In twNlme: Standard errors for basic nlme and gnls model predictions

library(knitr)
opts_chunk$set(out.extra='style="display:block; margin: auto"'
    , fig.align="left"
    , fig.width=4.6*1.2, fig.height=3.2*1.2, dev.args=list(pointsize=10)
    )
knit_hooks$set(spar = function(before, options, envir) {
    if (before){
        par( las=1 )                   #also y axis labels horizontal
        par(mar=c(2.0,3.5,0,0)+0.3 )  #margins
        par(tck=0.02 )                          #axe-tick length inside plots             
        par(mgp=c(1.1,0.2,0) )  #positioning of axis title, axis labels, axis
     }
})

An Introduction to twNlme package

Introduction

The twNlme is an extension of the nlme package that unifies the usage of gnls and nlme helps with calculating prediction uncertainty including that of fixed and random effects

Tree biomass example

The Data and the allometric model

Diameter dbh (cm) and stem biomass (kg) of trees of in the dataset Wutzler08BeechStem have been reported by different authors.

We have to deal with heteroscedastic errors.
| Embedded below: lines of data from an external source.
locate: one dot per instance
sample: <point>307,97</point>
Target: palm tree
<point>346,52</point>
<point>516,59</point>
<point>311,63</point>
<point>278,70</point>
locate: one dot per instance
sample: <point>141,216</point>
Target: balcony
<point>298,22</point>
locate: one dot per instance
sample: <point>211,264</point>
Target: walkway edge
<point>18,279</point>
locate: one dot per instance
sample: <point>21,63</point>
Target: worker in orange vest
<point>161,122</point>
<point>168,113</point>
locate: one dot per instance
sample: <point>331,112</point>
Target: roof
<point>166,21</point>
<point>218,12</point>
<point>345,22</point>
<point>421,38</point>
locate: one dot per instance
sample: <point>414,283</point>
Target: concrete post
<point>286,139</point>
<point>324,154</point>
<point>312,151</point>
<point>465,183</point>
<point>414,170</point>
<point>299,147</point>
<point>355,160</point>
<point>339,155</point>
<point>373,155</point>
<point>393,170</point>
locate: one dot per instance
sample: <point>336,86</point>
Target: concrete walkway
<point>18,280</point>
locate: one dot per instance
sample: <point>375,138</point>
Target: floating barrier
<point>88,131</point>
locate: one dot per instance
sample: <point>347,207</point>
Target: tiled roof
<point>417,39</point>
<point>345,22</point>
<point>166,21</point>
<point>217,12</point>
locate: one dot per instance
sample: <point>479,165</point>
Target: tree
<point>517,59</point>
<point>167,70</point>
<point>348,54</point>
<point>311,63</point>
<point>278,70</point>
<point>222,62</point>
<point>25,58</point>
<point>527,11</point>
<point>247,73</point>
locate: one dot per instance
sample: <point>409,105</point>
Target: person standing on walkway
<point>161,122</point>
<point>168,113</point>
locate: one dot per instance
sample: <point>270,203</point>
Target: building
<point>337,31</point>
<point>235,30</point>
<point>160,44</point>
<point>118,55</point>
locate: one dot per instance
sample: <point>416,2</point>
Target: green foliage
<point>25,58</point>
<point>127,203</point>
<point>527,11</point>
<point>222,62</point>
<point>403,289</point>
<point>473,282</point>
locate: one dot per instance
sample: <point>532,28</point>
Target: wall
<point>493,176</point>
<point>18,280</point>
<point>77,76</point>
The variance increases with diameter and stem biomass.

Furthermore, trees have been measured at different locations and with slightly different methods. Hence, there are groupings in the data, and the records of one study are not independent of each other.

library(twNlme)

data(Wutzler08BeechStem)
head(Wutzler08BeechStem)
ds <- Wutzler08BeechStem[order(Wutzler08BeechStem$dbh),]
plot( stem~dbh, col=author, data=ds, xlab="dbh [cm]", ylab="")
mtext( "stem biomass [kg]", 2, 2.8, las=0)
legend( "topleft", inset=c(0.01,0.01), levels(ds$author), col=1:13, pch=1 )

The objective is to estimate stem biomass and of forests based on measured tree diameters.

The functional relationship can be described by an allometric equation: $y = \beta_0 d^{\beta_1}$. Where $y$ is the stem biomass, $d$ is the diameter, and $\beta_i$ are estimated model coefficients.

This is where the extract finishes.